Defining a new model type
In this tutorial, we’ll go through the process of creating a new type
of model. This example will be built as a third-party Python package, i.e. not
part of stdatamodels itself. Doing so adds a few extra wrinkles
to the process, and it’s most helpful to show what those wrinkles are.
We will name our new model BadpixModel, and it will be designed to hold
data quality information about bad pixels in an image, some metadata about
those pixels, and a required custom reference_data array.
Directory layout
The bare minimum directory layout for a Python package that creates a custom model is as below:
.
|-- lib
| |--- __init__.py
| |--- badpix.py
| |--- schemas
| |--- badpix.schema.yaml
| |--- tests
| |--- __init__.py
| |--- test_badpix.py
|--- setup.py
The main pieces are the new schema in badpix.schema.yaml,
the custom model class in badpix.py, a
setup.py file to install the package, and some unit tests and
associated data. Normally, you would also have some code that uses
the custom model included in the package, but that isn’t included in
this minimal example.
The schema file
Let’s start with the schema file, badpix.schema.yaml.

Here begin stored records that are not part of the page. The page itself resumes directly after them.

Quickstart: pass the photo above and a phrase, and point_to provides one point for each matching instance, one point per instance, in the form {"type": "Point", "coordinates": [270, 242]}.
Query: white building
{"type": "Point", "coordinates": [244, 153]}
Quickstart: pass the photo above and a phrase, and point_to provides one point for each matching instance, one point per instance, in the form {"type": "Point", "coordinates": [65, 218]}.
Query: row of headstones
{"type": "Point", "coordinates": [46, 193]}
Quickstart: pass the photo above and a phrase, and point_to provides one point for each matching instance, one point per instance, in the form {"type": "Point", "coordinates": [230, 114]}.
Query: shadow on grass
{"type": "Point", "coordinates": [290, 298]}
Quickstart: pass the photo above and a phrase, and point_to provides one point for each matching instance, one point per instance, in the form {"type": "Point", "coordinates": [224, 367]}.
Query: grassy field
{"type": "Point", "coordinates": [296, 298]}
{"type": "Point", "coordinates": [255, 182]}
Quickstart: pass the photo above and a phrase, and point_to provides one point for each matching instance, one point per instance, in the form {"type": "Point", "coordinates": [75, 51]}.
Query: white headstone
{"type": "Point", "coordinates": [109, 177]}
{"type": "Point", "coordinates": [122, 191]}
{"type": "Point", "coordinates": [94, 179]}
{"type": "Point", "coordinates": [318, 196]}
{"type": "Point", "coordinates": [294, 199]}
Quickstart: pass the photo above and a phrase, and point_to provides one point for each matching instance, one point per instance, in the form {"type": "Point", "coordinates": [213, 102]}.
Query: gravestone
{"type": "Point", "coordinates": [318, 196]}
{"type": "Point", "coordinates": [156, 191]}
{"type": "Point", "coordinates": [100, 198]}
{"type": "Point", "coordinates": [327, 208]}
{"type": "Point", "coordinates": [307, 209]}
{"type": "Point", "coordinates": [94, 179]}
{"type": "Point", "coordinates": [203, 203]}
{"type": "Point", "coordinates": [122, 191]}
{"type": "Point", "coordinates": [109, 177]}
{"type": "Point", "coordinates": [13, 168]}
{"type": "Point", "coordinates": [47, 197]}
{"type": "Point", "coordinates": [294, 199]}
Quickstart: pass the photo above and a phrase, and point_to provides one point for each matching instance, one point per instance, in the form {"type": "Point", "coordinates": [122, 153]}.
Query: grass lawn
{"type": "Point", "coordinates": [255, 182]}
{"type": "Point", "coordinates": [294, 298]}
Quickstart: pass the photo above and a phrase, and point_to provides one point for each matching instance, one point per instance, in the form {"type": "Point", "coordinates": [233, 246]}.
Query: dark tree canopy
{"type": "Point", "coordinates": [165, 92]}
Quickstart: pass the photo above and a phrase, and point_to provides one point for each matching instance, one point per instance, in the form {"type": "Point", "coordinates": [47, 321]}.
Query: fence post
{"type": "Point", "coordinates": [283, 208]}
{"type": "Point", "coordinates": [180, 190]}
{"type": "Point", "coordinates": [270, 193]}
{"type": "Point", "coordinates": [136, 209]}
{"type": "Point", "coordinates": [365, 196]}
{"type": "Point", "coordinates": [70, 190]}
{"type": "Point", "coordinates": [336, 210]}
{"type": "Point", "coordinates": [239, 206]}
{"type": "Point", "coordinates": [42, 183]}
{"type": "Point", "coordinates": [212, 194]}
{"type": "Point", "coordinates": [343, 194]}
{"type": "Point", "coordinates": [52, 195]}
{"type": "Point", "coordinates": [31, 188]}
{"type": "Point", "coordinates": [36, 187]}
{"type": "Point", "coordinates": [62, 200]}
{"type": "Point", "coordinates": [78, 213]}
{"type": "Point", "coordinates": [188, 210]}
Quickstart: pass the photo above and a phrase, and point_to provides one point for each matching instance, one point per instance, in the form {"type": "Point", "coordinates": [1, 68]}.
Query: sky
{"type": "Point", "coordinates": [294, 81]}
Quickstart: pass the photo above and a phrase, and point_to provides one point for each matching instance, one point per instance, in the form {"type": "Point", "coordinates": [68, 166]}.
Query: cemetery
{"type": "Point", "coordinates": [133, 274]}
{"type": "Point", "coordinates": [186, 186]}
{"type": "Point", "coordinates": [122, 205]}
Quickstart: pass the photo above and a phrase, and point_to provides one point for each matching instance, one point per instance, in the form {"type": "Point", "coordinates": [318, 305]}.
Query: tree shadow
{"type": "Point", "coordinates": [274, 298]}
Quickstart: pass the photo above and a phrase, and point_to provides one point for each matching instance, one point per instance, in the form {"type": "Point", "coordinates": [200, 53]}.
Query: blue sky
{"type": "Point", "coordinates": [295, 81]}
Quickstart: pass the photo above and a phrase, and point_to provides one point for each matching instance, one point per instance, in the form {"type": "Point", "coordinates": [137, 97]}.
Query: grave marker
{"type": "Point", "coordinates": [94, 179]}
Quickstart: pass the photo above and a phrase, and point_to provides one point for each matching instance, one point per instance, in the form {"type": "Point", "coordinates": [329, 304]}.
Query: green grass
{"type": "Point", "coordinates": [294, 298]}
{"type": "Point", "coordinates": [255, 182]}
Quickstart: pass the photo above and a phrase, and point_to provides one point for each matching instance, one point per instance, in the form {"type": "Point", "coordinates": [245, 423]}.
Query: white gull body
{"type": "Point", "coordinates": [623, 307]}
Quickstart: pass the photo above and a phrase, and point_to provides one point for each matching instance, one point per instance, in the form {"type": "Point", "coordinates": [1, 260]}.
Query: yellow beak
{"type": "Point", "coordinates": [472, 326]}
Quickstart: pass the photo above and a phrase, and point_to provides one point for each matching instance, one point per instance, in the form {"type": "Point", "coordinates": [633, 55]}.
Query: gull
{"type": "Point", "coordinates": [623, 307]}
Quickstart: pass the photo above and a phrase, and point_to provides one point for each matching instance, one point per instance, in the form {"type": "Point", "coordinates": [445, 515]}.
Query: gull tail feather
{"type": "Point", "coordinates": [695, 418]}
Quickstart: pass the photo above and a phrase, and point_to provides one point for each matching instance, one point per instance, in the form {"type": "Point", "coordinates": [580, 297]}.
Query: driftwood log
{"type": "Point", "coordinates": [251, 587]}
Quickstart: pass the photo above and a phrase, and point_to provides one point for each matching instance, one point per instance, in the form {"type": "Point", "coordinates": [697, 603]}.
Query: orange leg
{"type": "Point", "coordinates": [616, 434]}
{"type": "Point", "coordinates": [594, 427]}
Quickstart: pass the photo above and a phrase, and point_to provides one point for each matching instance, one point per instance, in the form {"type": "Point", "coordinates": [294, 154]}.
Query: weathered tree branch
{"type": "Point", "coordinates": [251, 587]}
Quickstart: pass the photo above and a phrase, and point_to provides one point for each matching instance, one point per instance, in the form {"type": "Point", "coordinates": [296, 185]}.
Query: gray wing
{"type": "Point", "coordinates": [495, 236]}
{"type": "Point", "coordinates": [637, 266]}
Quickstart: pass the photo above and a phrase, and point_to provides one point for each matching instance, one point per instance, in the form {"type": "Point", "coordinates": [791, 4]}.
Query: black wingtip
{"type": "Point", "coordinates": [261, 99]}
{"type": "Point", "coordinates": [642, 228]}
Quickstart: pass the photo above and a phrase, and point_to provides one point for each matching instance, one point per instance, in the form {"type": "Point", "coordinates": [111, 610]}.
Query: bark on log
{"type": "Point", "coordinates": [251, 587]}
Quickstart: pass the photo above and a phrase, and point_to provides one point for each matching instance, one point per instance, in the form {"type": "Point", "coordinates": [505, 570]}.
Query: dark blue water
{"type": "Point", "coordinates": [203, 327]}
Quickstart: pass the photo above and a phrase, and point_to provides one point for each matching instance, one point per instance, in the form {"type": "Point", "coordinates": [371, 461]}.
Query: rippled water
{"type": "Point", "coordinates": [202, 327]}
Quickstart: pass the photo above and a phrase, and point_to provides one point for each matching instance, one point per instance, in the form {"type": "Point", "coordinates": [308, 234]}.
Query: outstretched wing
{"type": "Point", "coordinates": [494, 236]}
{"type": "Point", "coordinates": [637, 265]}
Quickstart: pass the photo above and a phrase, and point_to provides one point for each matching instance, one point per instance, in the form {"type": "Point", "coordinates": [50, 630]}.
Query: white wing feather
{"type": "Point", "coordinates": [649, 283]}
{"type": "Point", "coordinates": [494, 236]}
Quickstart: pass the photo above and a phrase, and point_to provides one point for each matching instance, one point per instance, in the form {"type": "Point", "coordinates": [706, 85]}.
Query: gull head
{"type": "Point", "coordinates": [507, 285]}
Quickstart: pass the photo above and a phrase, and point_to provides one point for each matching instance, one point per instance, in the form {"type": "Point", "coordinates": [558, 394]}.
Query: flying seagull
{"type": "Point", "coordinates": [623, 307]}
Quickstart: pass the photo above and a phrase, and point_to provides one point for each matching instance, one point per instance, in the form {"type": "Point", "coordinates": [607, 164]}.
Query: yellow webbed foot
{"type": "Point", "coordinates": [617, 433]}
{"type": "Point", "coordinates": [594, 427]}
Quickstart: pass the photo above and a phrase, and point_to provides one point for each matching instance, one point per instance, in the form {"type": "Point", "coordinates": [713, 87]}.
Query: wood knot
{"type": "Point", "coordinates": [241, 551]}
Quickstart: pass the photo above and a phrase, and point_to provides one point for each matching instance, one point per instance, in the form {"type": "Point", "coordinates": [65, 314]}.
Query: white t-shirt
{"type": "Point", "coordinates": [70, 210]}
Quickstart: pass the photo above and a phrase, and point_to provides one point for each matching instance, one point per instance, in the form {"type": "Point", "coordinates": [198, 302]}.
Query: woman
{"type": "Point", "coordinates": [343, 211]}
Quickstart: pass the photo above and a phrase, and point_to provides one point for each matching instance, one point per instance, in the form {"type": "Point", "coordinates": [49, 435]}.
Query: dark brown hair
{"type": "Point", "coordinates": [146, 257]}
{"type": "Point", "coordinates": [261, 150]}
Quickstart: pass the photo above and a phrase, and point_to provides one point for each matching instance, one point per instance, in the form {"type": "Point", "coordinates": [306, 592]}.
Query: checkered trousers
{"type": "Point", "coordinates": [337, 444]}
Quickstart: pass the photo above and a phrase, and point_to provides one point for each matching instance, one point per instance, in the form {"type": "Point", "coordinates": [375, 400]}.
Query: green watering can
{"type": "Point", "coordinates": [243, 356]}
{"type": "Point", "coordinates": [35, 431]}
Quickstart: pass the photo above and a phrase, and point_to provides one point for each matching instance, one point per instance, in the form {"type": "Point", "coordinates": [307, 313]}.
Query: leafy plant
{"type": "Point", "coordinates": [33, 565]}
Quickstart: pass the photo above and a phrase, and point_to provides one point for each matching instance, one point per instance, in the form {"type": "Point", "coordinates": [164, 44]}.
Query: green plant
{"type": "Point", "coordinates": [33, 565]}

There are a few things it needs to do:
It should contain all of the core metadata from the core schema that ships with
stdatamodels. In JSON Schema parlance, this schema “extends” the core schema.Define the data arrays it needs. In this case, we will define a data quality (DQ) array containing information about bad pixels. This will be an integer for each pixel where each bit is ascribed a particular meaning. We will also define the
reference_dataarray of 32-bit floats representing some custom type of information that everyBadpixModelinstance is assumed to have.Define a table describing what each of the bit fields in the DQ array means. This will have three columns: one for the bit field’s number (a power of 2), one for a name token to identify it, and one with a human-readable description.
At the top level, every JSON schema must be a mapping (dictionary) of type “object”, and should include the core schema:
allOf:
- $ref: "http://jwst.stsci.edu/schemas/core.schema.yaml"
- type: object
properties:
...
There’s a lot going on in this one item. $ref declares the schema
fragment that we want to include (the “base class” schema). Here, the
$ref mapping causes the system to go out and fetch the content at
the given URL, and then replace the mapping with that content.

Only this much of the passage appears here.